Bilim ÖZETİ| insanlarının hesaplarına göre şimdilerde 4,5 milyar yaşında olan Güneş, neyse ki henüz ömrünün yarısına gelmemiş durumda.
Ölmeden önce kalan yaşam süresi ise yaklaşık 7-8 milyar yıl.
Kalan ömrünün 4-5 milyar yıllık ilk sürecinde Güneş, stabil bir şekilde var olmaya devam edecek.
Fakat sonrasında çekirdiğinde helyuma çevirdiği hidrojen depolarını tamamen bitireceği için, çekirdeğin etrafını saran dış katmanındaki bir nevi acil durum görevi gördüğünü söyleyebileceğimiz hidrojen depolarını kullanmaya başlayacak.
Bu durum neticesinde giderek büyümeye başlayan yıldız, takip eden 2,5 milyar yıllık süreçte şimdiki halinden tam 200 kat daha büyük hale gelecek.
Ömrünün son 1 milyar yıllık sürecinde yok oluşu iyice hızlanan Güneş, barındırdığı helyumu da karbona çevirmeye başladığında artık evrensel ölçekte son günlerini yaşayacak.
Enerjisi dış katmanlarını kendine yakın tutmaya bile yetmeyecek ve her bir tarafından ayrılan devasa gaz kütleleri uzaya saçılacak.

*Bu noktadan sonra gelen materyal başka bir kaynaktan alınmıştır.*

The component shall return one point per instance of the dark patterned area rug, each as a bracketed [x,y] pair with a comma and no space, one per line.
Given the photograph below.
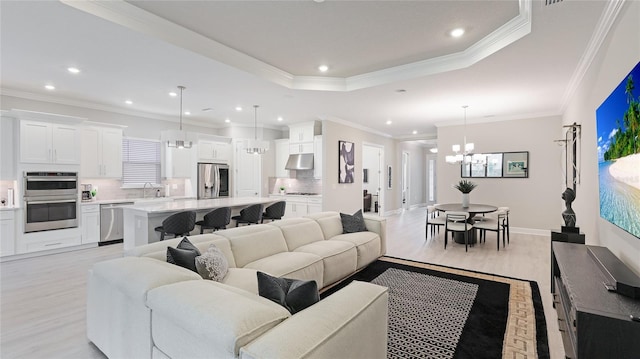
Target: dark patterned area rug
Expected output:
[443,312]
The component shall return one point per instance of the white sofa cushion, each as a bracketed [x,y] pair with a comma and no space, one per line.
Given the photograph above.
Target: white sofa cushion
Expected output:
[350,323]
[339,258]
[294,265]
[299,231]
[251,243]
[195,319]
[367,245]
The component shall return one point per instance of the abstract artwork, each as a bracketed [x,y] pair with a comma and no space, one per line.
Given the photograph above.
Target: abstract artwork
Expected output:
[346,162]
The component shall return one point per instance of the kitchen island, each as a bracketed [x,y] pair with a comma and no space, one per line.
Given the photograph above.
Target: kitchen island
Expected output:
[140,220]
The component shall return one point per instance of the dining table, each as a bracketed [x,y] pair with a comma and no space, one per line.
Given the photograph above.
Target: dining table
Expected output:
[472,209]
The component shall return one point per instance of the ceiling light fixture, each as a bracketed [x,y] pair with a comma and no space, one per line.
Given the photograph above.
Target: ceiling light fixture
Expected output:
[466,155]
[255,146]
[457,32]
[180,141]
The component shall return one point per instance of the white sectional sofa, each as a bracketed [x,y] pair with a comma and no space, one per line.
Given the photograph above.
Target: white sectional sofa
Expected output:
[140,306]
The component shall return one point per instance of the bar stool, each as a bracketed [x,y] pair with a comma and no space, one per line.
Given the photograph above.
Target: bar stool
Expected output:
[217,219]
[251,214]
[179,224]
[274,211]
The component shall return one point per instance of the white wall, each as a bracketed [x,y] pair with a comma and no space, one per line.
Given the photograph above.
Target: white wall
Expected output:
[533,201]
[347,197]
[617,56]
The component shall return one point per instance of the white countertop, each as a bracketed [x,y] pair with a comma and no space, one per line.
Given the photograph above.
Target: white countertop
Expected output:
[195,205]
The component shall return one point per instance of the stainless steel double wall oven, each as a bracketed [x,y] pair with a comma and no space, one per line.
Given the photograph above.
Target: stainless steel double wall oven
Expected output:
[50,201]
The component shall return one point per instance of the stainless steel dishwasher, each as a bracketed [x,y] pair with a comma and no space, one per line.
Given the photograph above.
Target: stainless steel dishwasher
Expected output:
[111,223]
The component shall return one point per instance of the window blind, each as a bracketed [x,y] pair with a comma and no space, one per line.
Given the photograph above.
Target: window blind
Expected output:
[140,161]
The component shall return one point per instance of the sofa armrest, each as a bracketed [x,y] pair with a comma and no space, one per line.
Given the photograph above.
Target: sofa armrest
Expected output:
[378,225]
[352,323]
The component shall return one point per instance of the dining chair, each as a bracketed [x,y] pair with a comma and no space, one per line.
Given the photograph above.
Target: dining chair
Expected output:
[250,214]
[217,219]
[434,221]
[491,224]
[457,222]
[179,224]
[274,211]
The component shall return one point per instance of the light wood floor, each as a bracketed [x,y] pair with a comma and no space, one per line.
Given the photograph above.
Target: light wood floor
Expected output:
[42,299]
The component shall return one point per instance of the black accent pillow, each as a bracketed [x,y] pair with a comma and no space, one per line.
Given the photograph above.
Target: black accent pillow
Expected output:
[353,223]
[293,294]
[183,255]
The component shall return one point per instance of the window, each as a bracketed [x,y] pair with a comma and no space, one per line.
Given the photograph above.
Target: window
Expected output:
[140,161]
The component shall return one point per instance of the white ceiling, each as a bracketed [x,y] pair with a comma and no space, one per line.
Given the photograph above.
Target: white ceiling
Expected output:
[518,59]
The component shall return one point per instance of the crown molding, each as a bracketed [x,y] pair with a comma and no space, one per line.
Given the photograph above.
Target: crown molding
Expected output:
[132,17]
[607,19]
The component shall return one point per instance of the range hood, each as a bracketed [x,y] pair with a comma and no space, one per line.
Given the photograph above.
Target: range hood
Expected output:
[300,161]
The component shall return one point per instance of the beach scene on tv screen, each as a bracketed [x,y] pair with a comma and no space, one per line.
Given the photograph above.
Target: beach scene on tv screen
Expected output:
[618,126]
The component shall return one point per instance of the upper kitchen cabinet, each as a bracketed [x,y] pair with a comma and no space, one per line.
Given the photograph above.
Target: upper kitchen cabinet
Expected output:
[282,155]
[101,155]
[7,155]
[317,157]
[214,151]
[45,142]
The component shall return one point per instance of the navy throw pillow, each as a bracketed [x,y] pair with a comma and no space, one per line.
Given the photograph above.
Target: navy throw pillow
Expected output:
[183,255]
[353,223]
[293,294]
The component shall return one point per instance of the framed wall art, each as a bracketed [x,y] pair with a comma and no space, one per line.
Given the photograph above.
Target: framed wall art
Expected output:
[346,162]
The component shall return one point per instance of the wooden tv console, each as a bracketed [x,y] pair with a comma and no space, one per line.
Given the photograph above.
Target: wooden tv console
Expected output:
[594,319]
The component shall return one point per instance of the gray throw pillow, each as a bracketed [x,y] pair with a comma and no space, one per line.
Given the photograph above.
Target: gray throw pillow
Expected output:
[212,264]
[352,224]
[293,294]
[183,255]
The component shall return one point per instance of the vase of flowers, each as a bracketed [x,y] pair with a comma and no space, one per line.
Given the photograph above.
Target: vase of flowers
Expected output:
[465,187]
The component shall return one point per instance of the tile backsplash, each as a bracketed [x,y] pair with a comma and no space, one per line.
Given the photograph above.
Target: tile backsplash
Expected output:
[303,182]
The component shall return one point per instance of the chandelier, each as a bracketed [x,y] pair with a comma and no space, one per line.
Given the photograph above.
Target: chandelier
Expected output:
[180,139]
[255,146]
[465,153]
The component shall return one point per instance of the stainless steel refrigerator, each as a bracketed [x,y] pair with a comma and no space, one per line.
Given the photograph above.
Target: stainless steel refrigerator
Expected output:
[213,180]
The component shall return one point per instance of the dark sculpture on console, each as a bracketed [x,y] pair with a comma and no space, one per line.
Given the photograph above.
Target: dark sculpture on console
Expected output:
[569,216]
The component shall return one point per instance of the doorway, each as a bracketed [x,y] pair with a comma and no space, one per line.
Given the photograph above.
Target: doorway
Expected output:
[406,173]
[373,178]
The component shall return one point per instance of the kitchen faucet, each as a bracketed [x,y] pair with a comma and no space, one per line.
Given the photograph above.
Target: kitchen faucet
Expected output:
[144,189]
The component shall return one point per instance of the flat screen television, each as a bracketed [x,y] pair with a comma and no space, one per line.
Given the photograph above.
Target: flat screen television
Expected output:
[618,127]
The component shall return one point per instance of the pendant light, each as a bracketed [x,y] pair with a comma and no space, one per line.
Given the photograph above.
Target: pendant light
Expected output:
[255,146]
[180,141]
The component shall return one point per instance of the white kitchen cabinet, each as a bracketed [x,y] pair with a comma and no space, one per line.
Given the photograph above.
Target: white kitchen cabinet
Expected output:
[317,157]
[7,233]
[282,155]
[43,142]
[90,222]
[7,156]
[101,154]
[213,151]
[178,163]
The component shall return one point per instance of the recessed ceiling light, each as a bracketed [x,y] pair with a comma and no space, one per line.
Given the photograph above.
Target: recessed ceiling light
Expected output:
[457,32]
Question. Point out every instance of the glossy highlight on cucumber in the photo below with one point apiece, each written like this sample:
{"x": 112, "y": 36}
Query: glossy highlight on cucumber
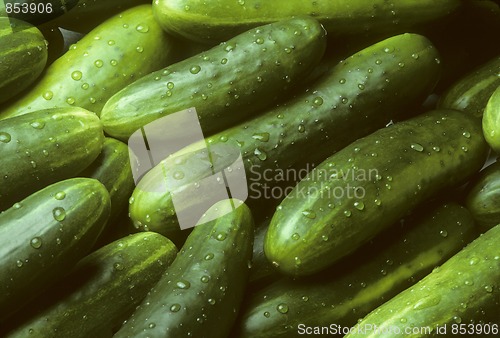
{"x": 364, "y": 188}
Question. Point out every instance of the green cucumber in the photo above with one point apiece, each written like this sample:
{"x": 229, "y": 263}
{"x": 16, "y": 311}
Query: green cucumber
{"x": 44, "y": 147}
{"x": 261, "y": 270}
{"x": 460, "y": 297}
{"x": 23, "y": 56}
{"x": 352, "y": 99}
{"x": 225, "y": 84}
{"x": 395, "y": 260}
{"x": 491, "y": 120}
{"x": 45, "y": 234}
{"x": 112, "y": 168}
{"x": 88, "y": 14}
{"x": 483, "y": 197}
{"x": 100, "y": 292}
{"x": 201, "y": 291}
{"x": 367, "y": 186}
{"x": 220, "y": 19}
{"x": 116, "y": 53}
{"x": 36, "y": 11}
{"x": 472, "y": 92}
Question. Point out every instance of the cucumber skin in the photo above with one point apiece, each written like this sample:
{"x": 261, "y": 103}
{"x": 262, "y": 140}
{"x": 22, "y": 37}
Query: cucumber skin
{"x": 327, "y": 127}
{"x": 86, "y": 206}
{"x": 472, "y": 92}
{"x": 404, "y": 177}
{"x": 218, "y": 20}
{"x": 491, "y": 120}
{"x": 230, "y": 82}
{"x": 45, "y": 147}
{"x": 112, "y": 168}
{"x": 88, "y": 14}
{"x": 483, "y": 197}
{"x": 59, "y": 7}
{"x": 104, "y": 288}
{"x": 465, "y": 289}
{"x": 395, "y": 260}
{"x": 59, "y": 78}
{"x": 23, "y": 56}
{"x": 205, "y": 309}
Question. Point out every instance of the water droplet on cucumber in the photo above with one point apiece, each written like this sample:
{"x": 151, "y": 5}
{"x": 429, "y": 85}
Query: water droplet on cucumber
{"x": 36, "y": 242}
{"x": 59, "y": 214}
{"x": 5, "y": 137}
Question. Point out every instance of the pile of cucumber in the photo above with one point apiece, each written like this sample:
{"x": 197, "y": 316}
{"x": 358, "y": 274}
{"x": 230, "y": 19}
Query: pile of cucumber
{"x": 367, "y": 135}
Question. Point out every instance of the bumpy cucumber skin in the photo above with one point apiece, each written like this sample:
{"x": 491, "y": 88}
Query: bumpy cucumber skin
{"x": 225, "y": 84}
{"x": 201, "y": 291}
{"x": 465, "y": 290}
{"x": 472, "y": 92}
{"x": 88, "y": 14}
{"x": 23, "y": 56}
{"x": 104, "y": 288}
{"x": 47, "y": 233}
{"x": 217, "y": 20}
{"x": 44, "y": 147}
{"x": 116, "y": 53}
{"x": 491, "y": 120}
{"x": 483, "y": 198}
{"x": 378, "y": 179}
{"x": 45, "y": 10}
{"x": 112, "y": 168}
{"x": 395, "y": 260}
{"x": 353, "y": 99}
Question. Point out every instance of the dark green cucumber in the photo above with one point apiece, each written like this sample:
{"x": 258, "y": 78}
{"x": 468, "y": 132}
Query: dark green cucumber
{"x": 112, "y": 168}
{"x": 367, "y": 186}
{"x": 483, "y": 197}
{"x": 225, "y": 84}
{"x": 101, "y": 291}
{"x": 395, "y": 260}
{"x": 36, "y": 11}
{"x": 491, "y": 120}
{"x": 220, "y": 19}
{"x": 44, "y": 147}
{"x": 472, "y": 92}
{"x": 116, "y": 53}
{"x": 88, "y": 14}
{"x": 354, "y": 98}
{"x": 23, "y": 56}
{"x": 45, "y": 234}
{"x": 462, "y": 292}
{"x": 261, "y": 270}
{"x": 200, "y": 293}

Bilinenin aksine Güneş devasa bir patlamayla da yok olmayacak; aynı derecede etkileyici olmasa da bütün kütlesini yavaş yavaş uzaya saçarak ve ardında şimdiki haline göre küçük kalan sıcak bir karbon yığını ve dev bir nebula bırakarak ömrünü noktalayacak.
Peki bu süreçte, Dünya'da o zaman hala insanlar varsa, neler deneyimleyecekler?
Öncelikle şunu söylemek gerekiyor ki; Dünya, Güneş'in son evrelerini göremeden yok olmak durumunda kalacak. Üstelik Dünya'yı yok eden de Güneş'in tam kendisi olacak.
Hatırlarsanız, çekirdekteki hidrojen depolarını kullanmasının ardından Güneş'in genişleyeceğini söylemiştik. İşte bu genişleme öyle devasa bir ölçekte gerçekleşecek ki; önce Merkür ve Venüs, ardından da Dünya ve Mars Güneş tarafından son derece kolay bir şekilde yutulacak.
Yutulma döneminin öncesinde bile Dünya'da canlı yaşamının tutunabilmesi aslında mümkün olmayacak; çünkü Güneş, yakınlaştıkça Dünya'daki sıcaklıkları binlerce dereceye çıkaracak.
Özetle, Dünya'yı pek de iyi bir son beklemiyor. Neyse ki o dönemler, anlayamayacağımız kadar uzak bir geleceğe ait.